We'd been in the same public speaking course—a prerequisite to graduate. While most of us were phoning it in, mumbling our way through a dull three to five minutes about how we missed our pets back home or the horror of cafeteria food with as much enthusiasm as hungover nineteen-year-olds can muster, this guy consistently gave stellar talks. Performances, really. 

In the one that stayed with me over the past thirty years, he included lyrics from Sting's "All This Time” — that whole "Men go crazy in congregations/They only get better one by one," business. (Sting, please don't sue me for copyright infringement.)

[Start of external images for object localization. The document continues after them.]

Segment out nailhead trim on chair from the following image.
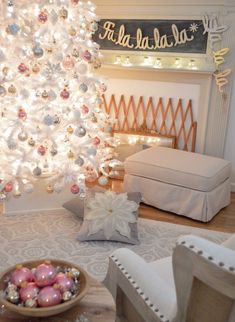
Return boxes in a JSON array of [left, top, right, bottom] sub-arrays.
[[179, 241, 235, 274], [110, 255, 169, 322]]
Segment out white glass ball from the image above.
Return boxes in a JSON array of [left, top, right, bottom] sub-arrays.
[[98, 176, 108, 186]]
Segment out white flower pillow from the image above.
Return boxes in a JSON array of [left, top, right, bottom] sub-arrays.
[[77, 191, 141, 244]]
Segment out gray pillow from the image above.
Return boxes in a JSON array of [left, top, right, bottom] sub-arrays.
[[62, 186, 105, 218], [77, 191, 141, 245]]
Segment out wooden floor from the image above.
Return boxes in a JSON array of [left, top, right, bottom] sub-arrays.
[[108, 179, 235, 234]]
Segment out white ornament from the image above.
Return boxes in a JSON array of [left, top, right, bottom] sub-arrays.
[[24, 183, 34, 193], [98, 176, 108, 186]]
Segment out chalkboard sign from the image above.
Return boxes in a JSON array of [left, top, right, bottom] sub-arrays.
[[93, 19, 208, 54]]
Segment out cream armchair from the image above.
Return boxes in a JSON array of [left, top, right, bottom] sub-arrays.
[[104, 234, 235, 322]]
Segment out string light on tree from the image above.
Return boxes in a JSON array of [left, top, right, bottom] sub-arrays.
[[0, 0, 114, 200]]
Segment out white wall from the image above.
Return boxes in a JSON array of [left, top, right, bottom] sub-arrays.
[[224, 75, 235, 191]]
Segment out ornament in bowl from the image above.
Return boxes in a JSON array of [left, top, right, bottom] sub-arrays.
[[0, 259, 89, 317]]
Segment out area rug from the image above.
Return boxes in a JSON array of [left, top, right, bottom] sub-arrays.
[[0, 209, 230, 281]]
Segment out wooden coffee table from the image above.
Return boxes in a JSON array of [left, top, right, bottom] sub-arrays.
[[0, 277, 116, 322]]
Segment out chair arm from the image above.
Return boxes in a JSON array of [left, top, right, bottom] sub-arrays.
[[177, 234, 235, 271], [104, 248, 176, 322]]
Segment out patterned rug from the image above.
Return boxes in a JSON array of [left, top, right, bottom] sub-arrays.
[[0, 209, 230, 281]]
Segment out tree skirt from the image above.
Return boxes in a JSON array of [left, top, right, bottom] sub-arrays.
[[0, 209, 230, 281]]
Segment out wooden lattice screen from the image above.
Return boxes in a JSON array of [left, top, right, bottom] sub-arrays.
[[101, 94, 197, 152]]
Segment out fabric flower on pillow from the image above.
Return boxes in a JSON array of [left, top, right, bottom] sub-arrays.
[[85, 191, 138, 240]]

I looked at my classmates, slumped in their seats waiting for that fifty-minute period to wrap up, and wondered: Were they not seeing what I was: a one-man theatrical production? I remember thinking, "Damn, this guy is talented. I bet he'll go somewhere."

Reader, he did. He's written novels, worked for some of the largest publishing houses in the world, and agented deals that saw bestselling novels turned into films. 

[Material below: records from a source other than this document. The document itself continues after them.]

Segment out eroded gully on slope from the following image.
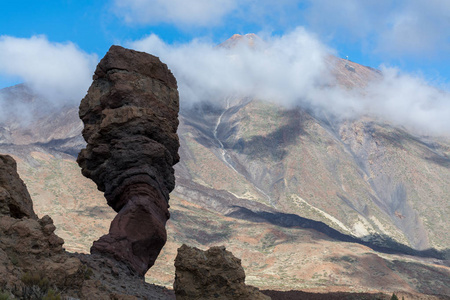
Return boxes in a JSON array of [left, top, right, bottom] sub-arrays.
[[213, 98, 276, 208]]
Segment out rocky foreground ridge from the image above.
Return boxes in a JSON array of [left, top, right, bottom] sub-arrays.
[[0, 152, 175, 299]]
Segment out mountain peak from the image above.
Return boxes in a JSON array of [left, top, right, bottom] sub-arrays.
[[218, 33, 264, 49]]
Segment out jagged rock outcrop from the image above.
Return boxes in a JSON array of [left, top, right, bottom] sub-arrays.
[[0, 153, 175, 299], [0, 154, 37, 219], [174, 244, 270, 300], [77, 45, 180, 276], [0, 154, 86, 297]]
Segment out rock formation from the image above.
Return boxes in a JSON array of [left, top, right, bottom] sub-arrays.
[[0, 154, 86, 297], [77, 45, 180, 276], [174, 244, 270, 300], [0, 44, 180, 298], [0, 154, 37, 219], [0, 153, 175, 299]]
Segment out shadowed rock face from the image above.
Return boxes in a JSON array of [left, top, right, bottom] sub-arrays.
[[0, 154, 37, 219], [77, 45, 180, 276]]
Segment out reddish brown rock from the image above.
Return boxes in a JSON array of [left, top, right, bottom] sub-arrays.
[[0, 153, 175, 299], [77, 45, 180, 276], [0, 154, 37, 219], [174, 244, 270, 300], [0, 154, 86, 297]]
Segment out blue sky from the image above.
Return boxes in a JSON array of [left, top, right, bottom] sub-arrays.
[[1, 0, 450, 88], [1, 1, 450, 134]]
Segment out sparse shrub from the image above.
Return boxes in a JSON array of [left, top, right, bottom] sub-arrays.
[[9, 254, 19, 266], [21, 271, 61, 300], [0, 290, 10, 300], [21, 271, 50, 290], [79, 264, 94, 280], [42, 288, 61, 300]]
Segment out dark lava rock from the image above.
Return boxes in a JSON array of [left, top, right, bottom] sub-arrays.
[[77, 45, 180, 277]]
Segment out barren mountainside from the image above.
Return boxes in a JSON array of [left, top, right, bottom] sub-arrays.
[[0, 49, 450, 297]]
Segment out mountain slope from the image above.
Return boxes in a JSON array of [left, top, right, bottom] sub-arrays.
[[175, 93, 450, 251], [0, 54, 449, 297]]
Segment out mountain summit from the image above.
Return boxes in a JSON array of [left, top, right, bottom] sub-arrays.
[[218, 33, 264, 49]]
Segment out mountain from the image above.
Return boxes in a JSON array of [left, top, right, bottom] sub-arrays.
[[174, 57, 450, 253], [217, 33, 265, 49], [0, 38, 449, 297]]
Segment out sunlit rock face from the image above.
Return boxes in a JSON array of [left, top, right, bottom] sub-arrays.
[[174, 244, 270, 300], [0, 154, 86, 295], [77, 45, 180, 276]]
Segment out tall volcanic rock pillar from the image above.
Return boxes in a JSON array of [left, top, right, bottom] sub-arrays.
[[77, 45, 179, 276]]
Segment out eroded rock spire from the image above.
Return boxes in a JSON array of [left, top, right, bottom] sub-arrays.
[[77, 45, 179, 276]]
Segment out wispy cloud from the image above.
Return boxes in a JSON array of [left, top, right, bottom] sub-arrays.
[[0, 35, 97, 105], [304, 0, 450, 58], [364, 67, 450, 134], [114, 0, 450, 60], [0, 29, 448, 135], [130, 30, 450, 135], [130, 28, 332, 105], [113, 0, 237, 27]]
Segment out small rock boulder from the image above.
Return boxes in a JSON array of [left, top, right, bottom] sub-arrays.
[[174, 244, 270, 300]]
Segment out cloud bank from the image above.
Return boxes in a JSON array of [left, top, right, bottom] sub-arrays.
[[312, 67, 450, 135], [0, 30, 448, 135], [364, 68, 450, 134], [0, 35, 97, 105], [130, 29, 332, 106], [130, 30, 450, 135]]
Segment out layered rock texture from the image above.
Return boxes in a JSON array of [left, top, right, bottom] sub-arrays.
[[0, 153, 175, 299], [77, 45, 180, 276], [174, 244, 270, 300]]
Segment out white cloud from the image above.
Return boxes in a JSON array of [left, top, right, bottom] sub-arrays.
[[376, 1, 450, 56], [113, 0, 237, 27], [112, 0, 308, 30], [114, 0, 450, 60], [305, 0, 390, 41], [130, 28, 332, 106], [304, 0, 450, 58], [0, 35, 97, 105], [130, 29, 450, 135], [364, 67, 450, 134]]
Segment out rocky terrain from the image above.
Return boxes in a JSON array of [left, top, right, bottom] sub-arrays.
[[0, 152, 175, 299], [0, 35, 449, 298]]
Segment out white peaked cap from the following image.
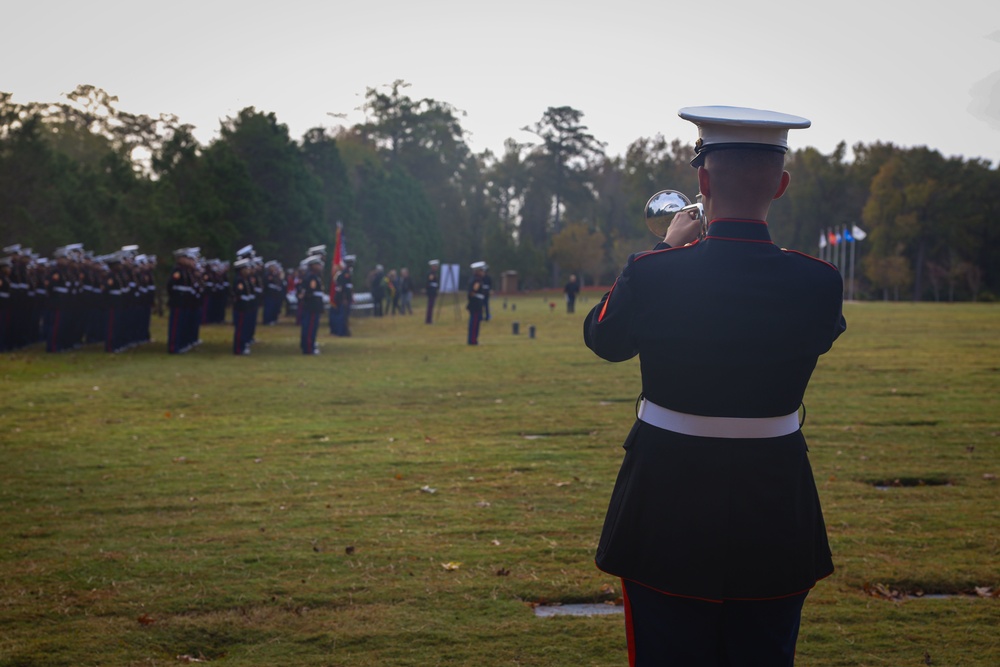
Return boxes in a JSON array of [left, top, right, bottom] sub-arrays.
[[679, 106, 810, 166]]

And there he was—in my inbox. 

Would he remember me? Of course not! Unless my sad demo about how to make brownies (from a boxed mix no less!) left an impression, the answer was definitely no.

But that morning as I stared at his name and credentials, I knew this was an opportunity that seemed too good to pass up. I mean, what were the odds? 

I didn't need a favor, but I did want to say, "What a small world!" and "What a cool career you've had!"

"Do I tell him I remember his speech after 'all this time?'" I asked my husband, "Or does that make me seem like a crazy lady?" 

"If you want to make an impression, include it," he said. (Note he didn't say "good" or "bad" impression...)

I mulled it and then I thought if I'd written anything that someone remembered thirty years later, I'd want to know. So I sent the email. Much to my surprise, he wrote back that day, and if he was thinking, "Good God, what a freak!" he never mentioned it. We set up a call for later that week. 

"Tell me what you've been up to," he said. When I finished babbling, he generously asked, "How can I help you?"

Wow. Who doesn't love to hear those words? 

He told me his company was always on the lookout for new material for audiobooks, so I sent him my young adult novel He'll Be Waiting. Long story short, Blackstone bought the audio rights, which I'd retained, and that audiobook will be released today. (If you'd consider asking your library to offer it, I'd be incredibly grateful!)

We’ve partnered on another project and, fingers crossed, I'll have some good news to share one of these days.

A few weeks ago, I had coffee with a writer who has incredible connections but is reluctant to use them. I shared the story above as I hoped it might encourage her to reach out. I hope it encourages you too.

It's not always easy and there's no guarantee it'll pay off, but at the end of the day, I'd rather try than wonder, wouldn't you?